Compassionate conservatism is a new political force in the land, sweeping the grassroots of people of all faiths, races, and ethnicities. In its parts it offers solutions to many of our most intractable problems; in its whole it is nothing less than an innovative philosophy of government. No author is more qualified to explain its power and promise than Marvin Olasky, described by The New York Times as "the godfather of compassionate conservatism."
Compassionate conservatism offers a new paradigm for how the government can and should intervene in the economy. It begins with a long-lost premise about human behavior: economics, by itself, is not what changes lives. Only faith, and deeply held beliefs, can do that. For decades government has focused only on material well-being, ignoring the passions and convictions that make life worth living. What is conservative about the new movement is that its leaders also know that government cannot instill these beliefs. What it can do is help them flourish. It can give aid, inspiration, and direction to America's natural "armies of compassion" that have been a hallmark of our history since the founding.
Compassionate conservatism offers a way to transcend the root problems that currently oppress too many deserving Americans. It offers a unique vision of the triangular relationship between the state, our many churches, and our tens of thousands of charities. It is a true reinvention of welfare, a wholesale revolution in the welfare state, and a redefinition of the social safety net.
In Compassionate Conservatism Marvin Olasky takes us on a road trip with his son, Daniel, across the country, showing exactly how the new movement is unfolding. Along the way, he offers a set of principles, and a brief tour through history to show that these are not so much radically new ideas as rediscoveries of long-lost wisdom. Read this book for a blueprint of the future of politics and welfare in America.
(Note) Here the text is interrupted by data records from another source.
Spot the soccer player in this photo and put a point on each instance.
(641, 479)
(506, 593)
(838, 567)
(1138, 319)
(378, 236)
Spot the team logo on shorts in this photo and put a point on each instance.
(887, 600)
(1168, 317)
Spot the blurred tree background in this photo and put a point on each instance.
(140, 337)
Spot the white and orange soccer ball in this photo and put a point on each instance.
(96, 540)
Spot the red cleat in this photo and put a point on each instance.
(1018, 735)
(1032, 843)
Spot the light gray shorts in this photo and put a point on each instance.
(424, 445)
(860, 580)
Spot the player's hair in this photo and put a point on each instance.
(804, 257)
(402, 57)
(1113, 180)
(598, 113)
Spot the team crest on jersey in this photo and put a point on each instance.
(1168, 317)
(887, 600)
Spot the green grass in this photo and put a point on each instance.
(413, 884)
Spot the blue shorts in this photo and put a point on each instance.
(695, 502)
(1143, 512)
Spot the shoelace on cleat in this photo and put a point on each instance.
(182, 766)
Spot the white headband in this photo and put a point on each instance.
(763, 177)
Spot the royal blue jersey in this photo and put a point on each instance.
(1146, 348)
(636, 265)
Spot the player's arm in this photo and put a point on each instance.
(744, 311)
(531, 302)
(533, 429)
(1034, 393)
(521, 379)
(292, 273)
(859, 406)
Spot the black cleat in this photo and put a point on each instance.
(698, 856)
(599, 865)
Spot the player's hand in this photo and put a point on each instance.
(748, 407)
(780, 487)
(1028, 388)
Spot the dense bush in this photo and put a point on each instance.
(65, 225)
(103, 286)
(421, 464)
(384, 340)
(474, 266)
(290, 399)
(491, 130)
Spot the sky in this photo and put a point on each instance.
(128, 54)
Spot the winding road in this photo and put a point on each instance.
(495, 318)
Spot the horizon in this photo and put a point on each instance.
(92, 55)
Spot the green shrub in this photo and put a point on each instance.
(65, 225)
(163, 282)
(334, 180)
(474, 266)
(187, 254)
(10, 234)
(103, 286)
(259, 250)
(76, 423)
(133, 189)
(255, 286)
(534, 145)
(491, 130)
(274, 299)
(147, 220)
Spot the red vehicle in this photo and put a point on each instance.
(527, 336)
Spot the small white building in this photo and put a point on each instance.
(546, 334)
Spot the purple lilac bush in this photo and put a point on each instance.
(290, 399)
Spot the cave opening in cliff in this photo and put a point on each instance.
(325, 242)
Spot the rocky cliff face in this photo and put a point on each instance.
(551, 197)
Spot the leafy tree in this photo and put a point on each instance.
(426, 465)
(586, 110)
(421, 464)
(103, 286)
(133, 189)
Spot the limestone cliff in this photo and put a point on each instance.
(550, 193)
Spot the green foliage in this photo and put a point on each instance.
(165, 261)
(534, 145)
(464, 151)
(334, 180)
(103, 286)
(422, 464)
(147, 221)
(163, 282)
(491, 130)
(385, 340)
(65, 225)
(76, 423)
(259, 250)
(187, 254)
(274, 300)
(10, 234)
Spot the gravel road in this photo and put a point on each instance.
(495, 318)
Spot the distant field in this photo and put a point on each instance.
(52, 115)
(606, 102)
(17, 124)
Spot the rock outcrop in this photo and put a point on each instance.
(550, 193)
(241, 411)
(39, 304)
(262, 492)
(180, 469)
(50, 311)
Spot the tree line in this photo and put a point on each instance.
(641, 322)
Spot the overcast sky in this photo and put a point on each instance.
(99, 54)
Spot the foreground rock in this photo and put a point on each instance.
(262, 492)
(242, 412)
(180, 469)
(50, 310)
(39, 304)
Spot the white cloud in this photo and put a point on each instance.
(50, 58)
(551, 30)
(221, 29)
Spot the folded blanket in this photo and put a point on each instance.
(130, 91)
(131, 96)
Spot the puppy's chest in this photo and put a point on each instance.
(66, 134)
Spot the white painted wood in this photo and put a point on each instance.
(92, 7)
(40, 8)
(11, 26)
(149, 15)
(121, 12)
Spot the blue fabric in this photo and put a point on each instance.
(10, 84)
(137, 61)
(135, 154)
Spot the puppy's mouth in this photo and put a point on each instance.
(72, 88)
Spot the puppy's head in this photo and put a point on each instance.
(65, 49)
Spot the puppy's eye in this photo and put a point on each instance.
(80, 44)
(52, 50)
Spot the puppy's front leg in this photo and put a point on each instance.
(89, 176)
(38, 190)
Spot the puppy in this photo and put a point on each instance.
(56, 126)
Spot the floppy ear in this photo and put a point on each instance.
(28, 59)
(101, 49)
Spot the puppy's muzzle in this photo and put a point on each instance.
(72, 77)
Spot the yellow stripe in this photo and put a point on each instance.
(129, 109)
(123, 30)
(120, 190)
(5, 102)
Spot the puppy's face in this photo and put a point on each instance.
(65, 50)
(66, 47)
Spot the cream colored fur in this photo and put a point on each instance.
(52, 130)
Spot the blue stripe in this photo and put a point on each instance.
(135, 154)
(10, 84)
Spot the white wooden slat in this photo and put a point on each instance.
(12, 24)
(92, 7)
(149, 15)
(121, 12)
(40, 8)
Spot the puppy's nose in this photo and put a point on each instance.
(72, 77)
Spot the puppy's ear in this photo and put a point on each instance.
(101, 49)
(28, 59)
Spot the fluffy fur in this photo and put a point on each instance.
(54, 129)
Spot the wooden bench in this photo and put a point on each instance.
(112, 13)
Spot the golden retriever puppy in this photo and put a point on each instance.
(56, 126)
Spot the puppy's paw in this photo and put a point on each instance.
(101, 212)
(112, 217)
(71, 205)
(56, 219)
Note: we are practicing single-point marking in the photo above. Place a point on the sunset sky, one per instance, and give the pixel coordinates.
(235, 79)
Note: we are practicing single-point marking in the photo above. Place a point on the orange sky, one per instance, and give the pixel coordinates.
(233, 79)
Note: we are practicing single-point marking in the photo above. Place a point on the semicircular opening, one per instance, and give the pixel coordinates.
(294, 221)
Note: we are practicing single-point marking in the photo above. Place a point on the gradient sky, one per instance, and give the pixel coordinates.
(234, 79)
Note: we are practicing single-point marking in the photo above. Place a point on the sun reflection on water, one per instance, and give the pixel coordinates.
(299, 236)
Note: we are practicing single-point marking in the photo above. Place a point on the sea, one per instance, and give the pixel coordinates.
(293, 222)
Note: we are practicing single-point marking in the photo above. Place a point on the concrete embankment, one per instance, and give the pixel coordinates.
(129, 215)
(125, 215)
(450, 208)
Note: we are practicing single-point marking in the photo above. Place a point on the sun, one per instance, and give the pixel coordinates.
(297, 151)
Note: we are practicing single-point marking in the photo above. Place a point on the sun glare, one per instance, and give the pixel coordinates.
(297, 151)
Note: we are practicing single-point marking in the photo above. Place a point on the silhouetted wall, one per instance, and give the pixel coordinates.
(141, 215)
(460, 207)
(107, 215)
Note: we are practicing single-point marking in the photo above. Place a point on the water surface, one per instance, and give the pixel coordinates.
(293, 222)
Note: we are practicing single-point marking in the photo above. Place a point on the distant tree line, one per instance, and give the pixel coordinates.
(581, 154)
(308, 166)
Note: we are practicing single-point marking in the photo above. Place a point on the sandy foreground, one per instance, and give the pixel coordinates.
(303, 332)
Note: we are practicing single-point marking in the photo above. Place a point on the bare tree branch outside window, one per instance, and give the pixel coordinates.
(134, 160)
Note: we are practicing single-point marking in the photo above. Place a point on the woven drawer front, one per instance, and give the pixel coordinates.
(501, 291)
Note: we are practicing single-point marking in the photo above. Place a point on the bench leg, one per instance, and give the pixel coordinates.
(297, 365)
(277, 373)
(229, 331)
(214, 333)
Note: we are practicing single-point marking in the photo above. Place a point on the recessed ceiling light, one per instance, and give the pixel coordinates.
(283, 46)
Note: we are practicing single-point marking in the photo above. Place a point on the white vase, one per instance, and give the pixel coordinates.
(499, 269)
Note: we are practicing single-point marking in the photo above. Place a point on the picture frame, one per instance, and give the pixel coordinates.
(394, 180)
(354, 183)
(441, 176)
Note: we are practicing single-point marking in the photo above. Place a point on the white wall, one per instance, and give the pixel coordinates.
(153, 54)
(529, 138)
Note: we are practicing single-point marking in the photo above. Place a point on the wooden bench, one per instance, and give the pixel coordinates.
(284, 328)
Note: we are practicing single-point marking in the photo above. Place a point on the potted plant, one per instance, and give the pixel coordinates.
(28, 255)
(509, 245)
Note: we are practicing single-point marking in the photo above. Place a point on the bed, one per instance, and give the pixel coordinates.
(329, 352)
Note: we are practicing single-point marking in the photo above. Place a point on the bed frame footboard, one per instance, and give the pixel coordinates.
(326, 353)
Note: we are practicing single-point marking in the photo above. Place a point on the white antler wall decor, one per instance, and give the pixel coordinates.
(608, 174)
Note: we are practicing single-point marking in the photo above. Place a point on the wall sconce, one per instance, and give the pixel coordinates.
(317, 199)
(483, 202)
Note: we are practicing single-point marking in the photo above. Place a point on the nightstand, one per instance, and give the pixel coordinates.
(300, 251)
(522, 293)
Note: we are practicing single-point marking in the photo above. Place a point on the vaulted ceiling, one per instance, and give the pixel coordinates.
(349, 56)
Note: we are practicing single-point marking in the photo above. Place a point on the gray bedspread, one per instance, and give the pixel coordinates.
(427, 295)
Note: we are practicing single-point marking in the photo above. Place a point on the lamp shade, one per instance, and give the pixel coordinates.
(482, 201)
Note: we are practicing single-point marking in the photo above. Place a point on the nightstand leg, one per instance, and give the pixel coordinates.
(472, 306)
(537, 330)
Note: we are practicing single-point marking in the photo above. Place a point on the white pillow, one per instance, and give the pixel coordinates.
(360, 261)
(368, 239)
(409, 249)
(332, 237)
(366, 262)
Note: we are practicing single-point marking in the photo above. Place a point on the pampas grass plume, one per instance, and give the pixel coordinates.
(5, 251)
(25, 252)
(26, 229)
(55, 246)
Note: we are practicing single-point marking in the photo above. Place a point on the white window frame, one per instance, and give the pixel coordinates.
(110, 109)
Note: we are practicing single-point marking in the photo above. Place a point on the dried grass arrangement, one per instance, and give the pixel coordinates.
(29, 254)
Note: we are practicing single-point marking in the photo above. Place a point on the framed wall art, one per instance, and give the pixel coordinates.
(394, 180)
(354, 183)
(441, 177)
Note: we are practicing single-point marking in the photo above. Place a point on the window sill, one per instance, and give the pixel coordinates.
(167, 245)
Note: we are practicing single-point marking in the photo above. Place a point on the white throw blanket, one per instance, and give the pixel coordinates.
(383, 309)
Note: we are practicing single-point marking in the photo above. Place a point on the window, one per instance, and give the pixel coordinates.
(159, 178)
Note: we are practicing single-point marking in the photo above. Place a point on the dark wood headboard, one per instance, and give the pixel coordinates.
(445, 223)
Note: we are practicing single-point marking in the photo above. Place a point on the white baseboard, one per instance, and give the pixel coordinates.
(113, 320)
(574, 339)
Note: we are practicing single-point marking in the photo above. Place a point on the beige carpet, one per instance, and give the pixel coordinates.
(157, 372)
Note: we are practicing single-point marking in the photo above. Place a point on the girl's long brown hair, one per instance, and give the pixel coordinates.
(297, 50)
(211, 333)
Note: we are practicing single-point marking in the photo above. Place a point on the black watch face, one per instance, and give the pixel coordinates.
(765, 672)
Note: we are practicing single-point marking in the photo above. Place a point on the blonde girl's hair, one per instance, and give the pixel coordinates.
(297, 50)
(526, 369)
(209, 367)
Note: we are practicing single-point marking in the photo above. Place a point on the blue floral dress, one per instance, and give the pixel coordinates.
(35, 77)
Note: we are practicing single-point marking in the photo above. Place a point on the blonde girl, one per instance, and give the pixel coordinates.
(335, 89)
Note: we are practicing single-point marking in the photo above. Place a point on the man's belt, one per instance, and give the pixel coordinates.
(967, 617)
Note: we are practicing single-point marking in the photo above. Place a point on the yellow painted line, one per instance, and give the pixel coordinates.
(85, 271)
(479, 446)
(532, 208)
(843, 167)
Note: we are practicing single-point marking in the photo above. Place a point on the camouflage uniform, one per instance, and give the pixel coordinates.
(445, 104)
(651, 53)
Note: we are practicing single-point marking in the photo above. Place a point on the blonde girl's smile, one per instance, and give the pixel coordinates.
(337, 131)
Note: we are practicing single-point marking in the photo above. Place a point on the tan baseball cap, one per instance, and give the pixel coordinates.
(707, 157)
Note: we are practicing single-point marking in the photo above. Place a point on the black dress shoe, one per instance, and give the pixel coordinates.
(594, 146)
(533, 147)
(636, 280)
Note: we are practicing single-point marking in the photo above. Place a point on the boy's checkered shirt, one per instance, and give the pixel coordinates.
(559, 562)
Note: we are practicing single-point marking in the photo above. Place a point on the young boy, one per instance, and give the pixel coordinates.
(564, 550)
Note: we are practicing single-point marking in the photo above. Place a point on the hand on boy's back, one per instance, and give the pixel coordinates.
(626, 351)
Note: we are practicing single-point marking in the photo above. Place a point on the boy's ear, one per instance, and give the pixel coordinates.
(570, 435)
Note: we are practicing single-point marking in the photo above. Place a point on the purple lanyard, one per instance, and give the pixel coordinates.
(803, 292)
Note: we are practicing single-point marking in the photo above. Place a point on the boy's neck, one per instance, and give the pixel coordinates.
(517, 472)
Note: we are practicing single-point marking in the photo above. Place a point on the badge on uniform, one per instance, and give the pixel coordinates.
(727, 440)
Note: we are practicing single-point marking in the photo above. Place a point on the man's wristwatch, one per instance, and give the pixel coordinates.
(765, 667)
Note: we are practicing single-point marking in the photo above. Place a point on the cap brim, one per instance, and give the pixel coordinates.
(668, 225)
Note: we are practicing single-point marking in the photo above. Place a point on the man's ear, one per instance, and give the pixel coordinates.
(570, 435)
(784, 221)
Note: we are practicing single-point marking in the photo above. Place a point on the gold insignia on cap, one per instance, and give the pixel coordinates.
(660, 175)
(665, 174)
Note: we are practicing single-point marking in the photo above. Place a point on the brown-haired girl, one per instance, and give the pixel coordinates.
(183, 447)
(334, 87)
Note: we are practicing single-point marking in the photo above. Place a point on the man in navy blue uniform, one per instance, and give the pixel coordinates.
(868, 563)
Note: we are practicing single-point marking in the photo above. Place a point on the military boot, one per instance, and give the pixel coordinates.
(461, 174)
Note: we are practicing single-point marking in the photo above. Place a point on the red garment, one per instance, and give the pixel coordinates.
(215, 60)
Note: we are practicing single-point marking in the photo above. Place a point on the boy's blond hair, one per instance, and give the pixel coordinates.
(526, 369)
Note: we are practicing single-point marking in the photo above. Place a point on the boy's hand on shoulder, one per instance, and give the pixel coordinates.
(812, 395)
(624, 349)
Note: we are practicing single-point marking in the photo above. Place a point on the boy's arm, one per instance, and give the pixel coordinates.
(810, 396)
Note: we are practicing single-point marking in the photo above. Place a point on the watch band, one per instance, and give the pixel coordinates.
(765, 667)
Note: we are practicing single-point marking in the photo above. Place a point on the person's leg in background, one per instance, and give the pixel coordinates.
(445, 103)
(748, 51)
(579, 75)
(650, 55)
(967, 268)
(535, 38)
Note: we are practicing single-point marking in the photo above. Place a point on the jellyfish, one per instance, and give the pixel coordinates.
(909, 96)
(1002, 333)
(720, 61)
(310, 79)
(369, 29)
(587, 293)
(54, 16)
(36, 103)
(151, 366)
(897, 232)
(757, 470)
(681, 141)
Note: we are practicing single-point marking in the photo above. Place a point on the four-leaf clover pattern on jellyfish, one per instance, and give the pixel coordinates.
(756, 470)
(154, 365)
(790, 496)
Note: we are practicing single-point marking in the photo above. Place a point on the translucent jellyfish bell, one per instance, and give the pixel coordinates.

"Compassionate conservatism" is a phrase used by Texas governor and Republican presidential candidate George W. Bush, but he didn't originate it. Credit for that goes to his advisor Olasky, who, in his 1992 book The Tragedy of American Compassion, proposed that the needs of the poor and uneducated could be better met through the efforts of local, faith-based organizations than through a big, bureaucratic social-welfare machine. As Olasky explains in this manifesto, compassionate conservatism requires looking behind the overt problems of poverty, illiteracy and drug-addiction to address the structures that sustain them--they must "bring civil society back to the inner city." Olasky describes his travels across the country visiting faith-based local groups that have made a difference. The centerpiece of his tour is Indianapolis, where a coalition of churches, businesses and civic organizations has developed partnerships to transform inner-city neighborhoods block by block. Olasky, who edits the Christian news magazine World, argues that faith is an essential part of the process (and to those who object, he responds that the words "separation of church and state" do not appear in the First Amendment). He even proposes the creation of a White House office of advocacy for faith-based organizations imbued with "the rock-like faith of someone who believes that Christ changes lives." His partisan and sure-to-be-controversial primer opens with a foreword by Bush and closes with Bush's July 1999 speech defining compassionate conservatism, in which he promised, if elected president, to allow religious, as well as nonsectarian, groups to compete to provide services on federal, state and local levels.